En annonçant une réduction marquée de son offre, l'Organisation des pays exportateurs de pétrole (Opep) risque d'ouvrir une brèche pour les producteurs américains au moment où la rhétorique du futur président Donald Trump leur donne déjà le vent en poupe.
1,2 million de barils par jour (bj): c'est ce que l'Opep compte produire en moins à partir de janvier, selon une décision annoncée mercredi au grand soulagement d'un marché sur lequel les cours peinaient à se relancer depuis des mois.
Mais c'est aussi, à peu de choses près, la baisse de la production américaine depuis un an et demi, passée à un peu plus de 8,5 millions de bj en septembre dernier par rapport à un pic de plus de 9,6 millions en avril 2015.

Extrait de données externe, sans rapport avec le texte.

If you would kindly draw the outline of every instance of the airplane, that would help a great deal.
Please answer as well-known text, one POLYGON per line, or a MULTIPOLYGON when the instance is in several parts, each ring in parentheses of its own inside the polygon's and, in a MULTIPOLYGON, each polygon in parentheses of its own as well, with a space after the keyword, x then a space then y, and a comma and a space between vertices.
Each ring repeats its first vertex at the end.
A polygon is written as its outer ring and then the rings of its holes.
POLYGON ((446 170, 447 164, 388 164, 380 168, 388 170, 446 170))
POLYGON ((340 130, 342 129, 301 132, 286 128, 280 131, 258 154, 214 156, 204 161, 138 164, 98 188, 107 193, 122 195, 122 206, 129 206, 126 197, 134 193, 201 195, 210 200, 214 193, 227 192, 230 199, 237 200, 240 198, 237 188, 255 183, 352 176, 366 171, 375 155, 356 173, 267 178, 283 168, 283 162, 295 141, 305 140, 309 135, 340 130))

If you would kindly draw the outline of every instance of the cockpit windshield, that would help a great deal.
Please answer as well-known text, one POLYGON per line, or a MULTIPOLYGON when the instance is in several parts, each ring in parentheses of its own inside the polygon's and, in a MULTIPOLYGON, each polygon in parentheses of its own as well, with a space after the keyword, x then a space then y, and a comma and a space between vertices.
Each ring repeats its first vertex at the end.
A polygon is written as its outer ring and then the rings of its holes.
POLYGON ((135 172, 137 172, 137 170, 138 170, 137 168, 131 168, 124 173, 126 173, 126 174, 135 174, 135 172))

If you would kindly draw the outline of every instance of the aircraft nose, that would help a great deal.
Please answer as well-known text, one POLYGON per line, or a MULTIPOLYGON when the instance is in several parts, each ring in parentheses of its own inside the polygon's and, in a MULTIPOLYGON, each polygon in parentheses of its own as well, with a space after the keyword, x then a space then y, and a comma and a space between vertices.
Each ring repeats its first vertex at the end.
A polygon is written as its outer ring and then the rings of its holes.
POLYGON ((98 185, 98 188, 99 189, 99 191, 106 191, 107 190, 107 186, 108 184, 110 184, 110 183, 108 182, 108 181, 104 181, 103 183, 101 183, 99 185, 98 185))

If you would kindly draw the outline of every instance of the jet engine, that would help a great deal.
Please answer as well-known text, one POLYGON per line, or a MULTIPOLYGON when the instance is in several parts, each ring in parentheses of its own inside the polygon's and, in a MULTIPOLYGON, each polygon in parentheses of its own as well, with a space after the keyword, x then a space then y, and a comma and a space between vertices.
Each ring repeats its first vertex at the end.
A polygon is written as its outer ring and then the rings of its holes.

"Les compagnies américaines vont (...) sauter sur l'occasion", écrivent les analystes de Morgan Stanley (NYSE:MS) dans une note publiée après la décision de l'Opep, évoquant la perspective de "cours plus élevés".
De fait, la reprise du marché, qui a déjà gagné plus de 10% et repassé 50 dollars dans la foulée de l'accord, est l'objectif principal du cartel. Mais si elle perdure, elle sera le gage d'une rentabilité qui donnerait aux producteurs américains la tentation de relancer leur activité, au risque d'inonder de nouveau le marché et de faire mécaniquement déprimer les cours.
"Bizarrement, quand les ministres du pétrole (de l'Opep) ont été interrogés sur cette éventualité, ils n'ont pas semblé s'inquiéter", se sont étonnés les experts de Morgan Stanley.
Estimant qu'il fallait entre six et neuf mois aux compagnies pour répercuter les fluctuations du marché, ils prévenaient que la production américaine risquait de bondir lors de la deuxième moitié de 2017, au moment même où l'Opep pourrait être tentée de faire repartir la sienne après avoir appliqué son accord.
Plus que les producteurs traditionnels de pétrole américain, dont l'activité est restée plutôt stable ces dernières années, c'est l'exploitation des hydrocarbures de schiste qui est surveillée avec attention car elle est très réactive au marché et, à elle seule, a presque fait doubler la production américaine entre 2010 et 2015.
Avant même la décision de l'Opep, le contexte politique intérieur semblait déjà engageant, car le futur président, le républicain Donald Trump, a multiplié pendant sa campagne électorale les promesses de mesures favorables au secteur, s'engageant à "lever les restrictions sur l'énergie américaine".
- Dernier mot au marché -
"Ces mesures pourraient considérablement déprimer les cours du pétrole, puisque M. Trump a promis de promouvoir les investissements dans le secteur du pétrole de schiste, d'ouvrir à l'exploitation une plus grande partie du domaine fédéral, ainsi que d'encourager le développement énergétique en mer", note Patrick Dennis, d'Oxford Economics.
Quant à une politique de déréglementation, notamment par rapport aux effets controversés de la "fracturation hydraulique" dans le schiste, les atermoiements de l'agence américaine de protection de l'environnement (EPA), qui a publié une étude aux conclusions apparemment rassurantes sur le sujet avant de rétracter son communiqué de presse, laissent la voie ouverte aux spéculations.
Reste que le flou règne sur les réelles intentions de M. Trump, qui a maintenu ces dernières semaines l'ambigüité sur sa position quant au changement climatique.
En tout état de cause, l'économie des Etats-Unis fonctionne de manière bien plus libérale que la majeure partie des pays producteurs, chez qui la politique énergétique reste imprimée par les gouvernements, et, comme l'avançait encore fin novembre le PDG du français Total (PA:TOTF), l'attitude des producteurs américains dépendra plus du marché que de M. Trump.
C'est donc bien l'Opep et la mise en oeuvre réussie ou non de son accord qui semblent détenir la clé, au moment où des observateurs se montrent déjà prudents sur la capacité du cartel à faire respecter ce pacte, malgré la mise en place d'un comité de surveillance et l'imposition de quotas précis à chaque membre.
"Les producteurs américains de schiste vont accélérer un peu leur activité, mais ils vont y aller lentement", avance Carl Larry, de Frost & Sullivan, soulignant que les compagnies gardent le souvenir d'un pétrole presque tombé à 25 dollars le baril début 2016 face à la surabondance générale.
"Cette fois, ils vont être très prudents", a-t-il conclu.